HOME provides formula grants to States and localities that communities use — often in partnership with local nonprofit groups — to fund a wide range of activities that build, buy, and/or rehabilitate affordable housing for rent or homeownership or provide direct rental assistance to low-income people. HOME is authorized under Title II of the Cranston-Gonzalez National Affordable Housing Act. Program regulations are at 24 CFR Part 92.
HOME is the largest Federal block grant to State and local governments designed exclusively to create affordable housing for low-income households. Each year it allocates approximately $2 billion among the States and hundreds of localities nationwide. The program was designed to reinforce several important values and principles of community development.
HOME’s flexibility empowers people and communities to design and implement strategies tailored to their own needs and priorities. HOME’s emphasis on consolidated planning expands and strengthens partnerships among all levels of government and the private sector in the development of affordable housing. HOME’s technical assistance activities and set-aside for qualified community-based nonprofit housing groups builds the capacity of these partners. HOME’s requirement that participating jurisdictions (PJs) match 25 cents of every dollar in program funds mobilizes community resources in support of affordable housing.
Types of Assistance
HOME funds are awarded annually as formula grants to participating jurisdictions. HUD establishes HOME Investment Trust Funds for each grantee, providing a line of credit that the jurisdiction may draw upon as needed. The program’s flexibility allows States and local governments to use HOME funds for grants, direct loans, loan guarantees or other forms of credit enhancement, or rental assistance or security deposits.
The eligibility of households for HOME assistance varies with the nature of the funded activity. For rental housing and rental assistance, at least 90 percent of benefiting families must have incomes that are no more than 60 percent of the HUD-adjusted median family income for the area. In rental projects with five or more assisted units, at least 20% of the units must be occupied by families with incomes that do not exceed 50% of the HUD-adjusted median. The incomes of households receiving HUD assistance must not exceed 80 percent of the area median. HOME income limits are published each year by HUD.
Participating jurisdictions may choose among a broad range of eligible activities, using HOME funds to provide home purchase or rehabilitation financing assistance to eligible homeowners and new homebuyers; build or rehabilitate housing for rent or ownership; or for “other reasonable and necessary expenses related to the development of non-luxury housing,” including site acquisition or improvement, demolition of dilapidated housing to make way for HOME-assisted development, and payment of relocation expenses. PJs may use HOME funds to provide tenant-based rental assistance contracts of up to 2 years if such activity is consistent with their Consolidated Plan and justified under local market conditions. This assistance may be renewed. Up to 10 percent of the PJ’s annual allocation may be used for program planning and administration.

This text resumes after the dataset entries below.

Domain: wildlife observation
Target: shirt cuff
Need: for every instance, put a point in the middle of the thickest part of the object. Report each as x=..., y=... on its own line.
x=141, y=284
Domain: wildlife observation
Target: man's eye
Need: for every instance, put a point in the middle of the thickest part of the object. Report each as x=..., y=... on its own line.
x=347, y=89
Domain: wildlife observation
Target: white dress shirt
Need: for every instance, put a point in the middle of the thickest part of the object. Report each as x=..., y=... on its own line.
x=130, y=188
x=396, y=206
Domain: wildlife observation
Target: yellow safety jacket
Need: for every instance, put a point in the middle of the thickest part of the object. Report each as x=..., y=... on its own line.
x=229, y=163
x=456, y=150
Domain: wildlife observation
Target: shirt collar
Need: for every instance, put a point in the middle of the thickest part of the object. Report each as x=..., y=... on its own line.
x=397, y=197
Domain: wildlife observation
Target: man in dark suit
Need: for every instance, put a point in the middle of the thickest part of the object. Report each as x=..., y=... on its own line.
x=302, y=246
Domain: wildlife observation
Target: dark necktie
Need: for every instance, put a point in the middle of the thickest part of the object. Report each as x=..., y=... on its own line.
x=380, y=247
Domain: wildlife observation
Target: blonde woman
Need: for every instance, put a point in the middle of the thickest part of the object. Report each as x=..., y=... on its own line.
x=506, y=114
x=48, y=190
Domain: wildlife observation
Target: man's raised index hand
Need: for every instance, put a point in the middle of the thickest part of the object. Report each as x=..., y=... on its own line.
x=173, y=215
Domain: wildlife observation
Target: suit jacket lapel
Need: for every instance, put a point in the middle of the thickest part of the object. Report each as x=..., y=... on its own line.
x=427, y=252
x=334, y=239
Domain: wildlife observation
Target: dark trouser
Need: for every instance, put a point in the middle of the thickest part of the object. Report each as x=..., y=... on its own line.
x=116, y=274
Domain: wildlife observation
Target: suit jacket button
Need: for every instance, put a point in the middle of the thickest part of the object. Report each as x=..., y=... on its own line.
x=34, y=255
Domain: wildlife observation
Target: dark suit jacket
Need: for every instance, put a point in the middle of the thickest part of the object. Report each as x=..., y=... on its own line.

HOME-assisted rental housing must comply with certain rent limitations. HOME rent limits are published each year by HUD. The program also establishes maximum per unit subsidy limits and maximum purchase-price limits.
Some special conditions apply to the use of HOME funds. PJs must match every dollar of HOME funds used (except for administrative costs) with 25 cents from nonfederal sources, which may include donated materials or labor, the value of donated property, proceeds from bond financing, and other resources. The match requirement may be reduced if the PJ is distressed or has suffered a Presidentially declared disaster. In addition, PJs must reserve at least 15 percent of their allocations to fund housing to be owned, developed, or sponsored by experienced, community-driven nonprofit groups designated as Community Housing Development Organizations (CHDOs). PJs must ensure that HOME-funded housing units remain affordable in the long term (20 years for new construction of rental housing; 5-15 years for construction of homeownership housing and housing rehabilitation, depending on the amount of HOME subsidy). PJs have two years to commit funds (including reserving funds for CHDOs) and five years to spend funds.
Homebuyer Loan Assistance Program
Under this program the County lends qualifying households $7,500.00 or 5% of the purchase price, the lesser of the two, to help pay a portion of the down payment and/or closing costs. The total amount the County will lend is based on the total amount needed to “close the gap” in financing. In addition, the prospective homeowner is required to “match” our loan amount with their money, another grant or a gift from a relative. The county places an affordability period of 15 years on all assisted properties, but forgives the loan from years 7-15 at a 10% annual incremental decrease. The loan is totally forgiven after 15 years.